DASH and other applications require defined values for the 'Codecs' parameter specified in RFC-6381 for ISO Media tracks. The codecs parameter string for the VP codec family is as follows:

<sample entry 4CC>.<profile>.<level>.<bitDepth>.<chromaSubsampling>.
<colourPrimaries>.<transferCharacteristics>.<matrixCoefficients>.
<videoFullRangeFlag>

All parameter values are expressed as double-digit decimals. Their semantics are explained in the VPCodecConfigurationBox Semantics section above.

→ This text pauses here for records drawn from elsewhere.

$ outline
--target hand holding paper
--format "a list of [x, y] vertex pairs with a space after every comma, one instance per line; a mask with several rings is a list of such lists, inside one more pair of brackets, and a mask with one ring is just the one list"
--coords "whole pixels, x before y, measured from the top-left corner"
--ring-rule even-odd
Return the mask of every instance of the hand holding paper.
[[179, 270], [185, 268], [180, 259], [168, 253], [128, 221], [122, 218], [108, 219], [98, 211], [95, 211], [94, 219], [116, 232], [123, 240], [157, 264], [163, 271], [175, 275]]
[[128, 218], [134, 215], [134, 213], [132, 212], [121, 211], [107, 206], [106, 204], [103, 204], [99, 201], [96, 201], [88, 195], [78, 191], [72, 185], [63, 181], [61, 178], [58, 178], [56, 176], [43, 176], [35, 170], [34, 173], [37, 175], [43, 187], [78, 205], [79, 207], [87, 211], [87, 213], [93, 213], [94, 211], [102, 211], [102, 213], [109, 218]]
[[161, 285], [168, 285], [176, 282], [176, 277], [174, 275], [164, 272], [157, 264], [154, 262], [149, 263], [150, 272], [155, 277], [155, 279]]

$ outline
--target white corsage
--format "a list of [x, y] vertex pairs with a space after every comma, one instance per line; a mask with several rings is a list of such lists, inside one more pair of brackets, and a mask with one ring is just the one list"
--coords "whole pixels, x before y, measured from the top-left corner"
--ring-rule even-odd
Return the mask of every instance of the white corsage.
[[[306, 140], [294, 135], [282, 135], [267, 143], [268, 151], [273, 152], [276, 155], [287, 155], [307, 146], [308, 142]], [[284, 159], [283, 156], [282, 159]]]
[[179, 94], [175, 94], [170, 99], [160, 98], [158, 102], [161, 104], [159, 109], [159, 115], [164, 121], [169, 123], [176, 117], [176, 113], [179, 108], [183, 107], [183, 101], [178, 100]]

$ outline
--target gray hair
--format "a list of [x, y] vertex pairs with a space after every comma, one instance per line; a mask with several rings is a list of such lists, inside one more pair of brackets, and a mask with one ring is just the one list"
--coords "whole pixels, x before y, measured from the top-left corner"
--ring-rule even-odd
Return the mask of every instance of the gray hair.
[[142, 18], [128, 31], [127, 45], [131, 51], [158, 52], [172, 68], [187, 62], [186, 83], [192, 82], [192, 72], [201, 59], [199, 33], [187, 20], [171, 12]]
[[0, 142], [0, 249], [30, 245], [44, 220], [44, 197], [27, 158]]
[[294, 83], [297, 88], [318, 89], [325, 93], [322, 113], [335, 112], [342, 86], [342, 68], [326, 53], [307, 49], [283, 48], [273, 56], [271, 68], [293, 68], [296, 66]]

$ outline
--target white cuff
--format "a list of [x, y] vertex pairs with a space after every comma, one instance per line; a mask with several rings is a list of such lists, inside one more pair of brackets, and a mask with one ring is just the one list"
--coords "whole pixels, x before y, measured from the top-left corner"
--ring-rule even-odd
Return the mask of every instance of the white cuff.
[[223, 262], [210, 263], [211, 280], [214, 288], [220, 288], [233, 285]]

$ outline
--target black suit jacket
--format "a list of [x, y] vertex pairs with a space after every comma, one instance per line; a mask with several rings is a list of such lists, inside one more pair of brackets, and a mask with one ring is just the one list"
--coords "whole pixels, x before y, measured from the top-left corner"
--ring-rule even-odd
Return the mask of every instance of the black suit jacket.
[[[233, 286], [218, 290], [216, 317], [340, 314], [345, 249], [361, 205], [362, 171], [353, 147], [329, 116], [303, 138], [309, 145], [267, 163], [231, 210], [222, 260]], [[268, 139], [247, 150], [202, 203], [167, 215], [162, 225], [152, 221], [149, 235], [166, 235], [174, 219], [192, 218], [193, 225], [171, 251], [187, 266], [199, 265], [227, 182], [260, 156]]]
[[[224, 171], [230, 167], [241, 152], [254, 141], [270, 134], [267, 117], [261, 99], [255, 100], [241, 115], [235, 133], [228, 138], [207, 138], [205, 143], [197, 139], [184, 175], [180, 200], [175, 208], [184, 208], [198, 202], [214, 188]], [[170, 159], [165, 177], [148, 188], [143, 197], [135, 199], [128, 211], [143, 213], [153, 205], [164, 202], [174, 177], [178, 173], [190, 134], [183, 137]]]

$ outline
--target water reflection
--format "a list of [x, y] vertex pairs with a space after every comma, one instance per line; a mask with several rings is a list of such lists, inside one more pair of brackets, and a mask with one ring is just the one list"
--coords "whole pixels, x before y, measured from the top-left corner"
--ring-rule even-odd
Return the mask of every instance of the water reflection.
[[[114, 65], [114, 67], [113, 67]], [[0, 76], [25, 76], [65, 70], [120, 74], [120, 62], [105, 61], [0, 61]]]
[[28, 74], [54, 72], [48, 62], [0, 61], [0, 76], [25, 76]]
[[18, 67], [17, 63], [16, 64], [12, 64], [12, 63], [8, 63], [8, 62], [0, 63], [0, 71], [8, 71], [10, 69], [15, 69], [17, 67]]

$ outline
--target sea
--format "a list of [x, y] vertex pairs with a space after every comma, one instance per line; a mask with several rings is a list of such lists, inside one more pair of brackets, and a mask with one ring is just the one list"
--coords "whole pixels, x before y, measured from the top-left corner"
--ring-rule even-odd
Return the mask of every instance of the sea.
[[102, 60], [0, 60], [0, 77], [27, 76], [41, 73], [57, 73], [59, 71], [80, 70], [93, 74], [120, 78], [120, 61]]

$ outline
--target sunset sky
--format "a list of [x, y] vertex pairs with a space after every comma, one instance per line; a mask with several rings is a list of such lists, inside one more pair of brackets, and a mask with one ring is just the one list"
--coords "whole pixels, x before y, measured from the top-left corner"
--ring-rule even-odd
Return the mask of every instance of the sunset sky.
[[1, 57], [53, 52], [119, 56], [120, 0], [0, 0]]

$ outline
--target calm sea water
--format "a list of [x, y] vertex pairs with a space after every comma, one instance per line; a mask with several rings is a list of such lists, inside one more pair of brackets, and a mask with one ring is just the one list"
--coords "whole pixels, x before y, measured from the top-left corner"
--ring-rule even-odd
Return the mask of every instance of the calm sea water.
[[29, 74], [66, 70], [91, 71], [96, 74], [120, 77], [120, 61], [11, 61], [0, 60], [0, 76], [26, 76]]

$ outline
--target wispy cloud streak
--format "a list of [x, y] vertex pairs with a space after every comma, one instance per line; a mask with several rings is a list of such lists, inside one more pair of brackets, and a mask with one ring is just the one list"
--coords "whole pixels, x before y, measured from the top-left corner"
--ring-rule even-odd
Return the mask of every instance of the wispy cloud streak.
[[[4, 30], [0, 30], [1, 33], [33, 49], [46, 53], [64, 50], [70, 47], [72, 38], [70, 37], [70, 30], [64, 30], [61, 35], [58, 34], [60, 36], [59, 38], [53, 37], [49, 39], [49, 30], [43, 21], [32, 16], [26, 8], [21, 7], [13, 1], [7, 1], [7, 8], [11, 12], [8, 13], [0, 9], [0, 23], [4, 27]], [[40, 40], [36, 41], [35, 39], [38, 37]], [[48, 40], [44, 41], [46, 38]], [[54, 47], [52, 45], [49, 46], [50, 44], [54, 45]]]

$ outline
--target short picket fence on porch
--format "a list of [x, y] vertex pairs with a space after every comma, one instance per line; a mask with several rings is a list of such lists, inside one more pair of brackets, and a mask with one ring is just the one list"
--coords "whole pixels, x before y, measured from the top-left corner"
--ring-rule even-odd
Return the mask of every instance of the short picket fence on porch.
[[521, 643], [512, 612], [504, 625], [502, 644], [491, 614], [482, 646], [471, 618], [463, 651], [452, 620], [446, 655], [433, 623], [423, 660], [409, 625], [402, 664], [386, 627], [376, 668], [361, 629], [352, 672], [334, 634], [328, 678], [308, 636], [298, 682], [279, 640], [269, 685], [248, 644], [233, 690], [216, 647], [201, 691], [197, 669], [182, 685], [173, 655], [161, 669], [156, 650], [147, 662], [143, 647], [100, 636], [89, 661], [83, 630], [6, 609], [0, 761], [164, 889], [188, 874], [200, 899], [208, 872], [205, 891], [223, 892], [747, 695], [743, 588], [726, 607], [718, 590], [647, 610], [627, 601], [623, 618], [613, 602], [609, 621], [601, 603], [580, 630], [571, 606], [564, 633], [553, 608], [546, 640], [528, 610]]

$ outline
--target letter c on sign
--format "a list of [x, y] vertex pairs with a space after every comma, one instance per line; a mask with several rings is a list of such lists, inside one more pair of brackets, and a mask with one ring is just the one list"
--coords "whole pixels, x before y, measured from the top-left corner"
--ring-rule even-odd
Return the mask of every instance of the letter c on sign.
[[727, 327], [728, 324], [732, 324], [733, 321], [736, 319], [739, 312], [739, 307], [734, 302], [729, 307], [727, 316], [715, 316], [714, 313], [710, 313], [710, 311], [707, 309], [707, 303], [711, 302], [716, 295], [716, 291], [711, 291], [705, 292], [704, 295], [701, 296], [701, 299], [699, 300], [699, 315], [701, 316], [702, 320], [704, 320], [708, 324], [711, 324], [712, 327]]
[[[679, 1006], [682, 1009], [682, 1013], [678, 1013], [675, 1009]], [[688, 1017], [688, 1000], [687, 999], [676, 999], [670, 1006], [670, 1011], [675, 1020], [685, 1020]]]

For example, codecs="vp09.02.10.10.01.09.16.09.01" represents VP9 profile 2, level 1, 10-bit YUV content, with 4:2:0 chroma subsampling, ITU-R BT.2020 primaries, ST 2084 EOTF, ITU-R BT.2020 non-constant luminance color matrix, and full-range chroma/luma encoding.

Mandatory Fields

sample entry 4CC, profile, level, and bitDepth are all mandatory fields. If any of these fields are empty, or not within their allowed range, the processing device SHALL treat it as an error.

Optional Fields

colourPrimaries, transferCharacteristics, matrixCoefficients, videoFullRangeFlag, and chromaSubsampling are OPTIONAL, mutually inclusive (all or none) fields. If not specified then the processing device MUST use the values listed in the table below as defaults when deciding if the device is able to decode and potentially render the video.

Field Default Value
chromaSubsampling 1 (4:2:0 colocated with luma (0,0))
colourPrimaries 1 (ITU-R BT.709)
transferCharacteristics 1 (ITU-R BT.709)
matrixCoefficients 1 (ITU-R BT.709)
videoFullRangeFlag 0 (legal range)

The string codecs="vp09.00.41.08" in this case would represent VP9 profile 0, level 4.1, 8-bit YUV content with 4:2:0 chroma subsampling, ITU-R BT.709 color primaries, transfer function and matrix coefficients, and luma/chroma encoded in the "legal" range.


Footnotes

  1. VP9 Bitstream and Decoding Process Specification

  2. A model for carriage of VP8 ALTREF frames may be considered for a future version of this specification.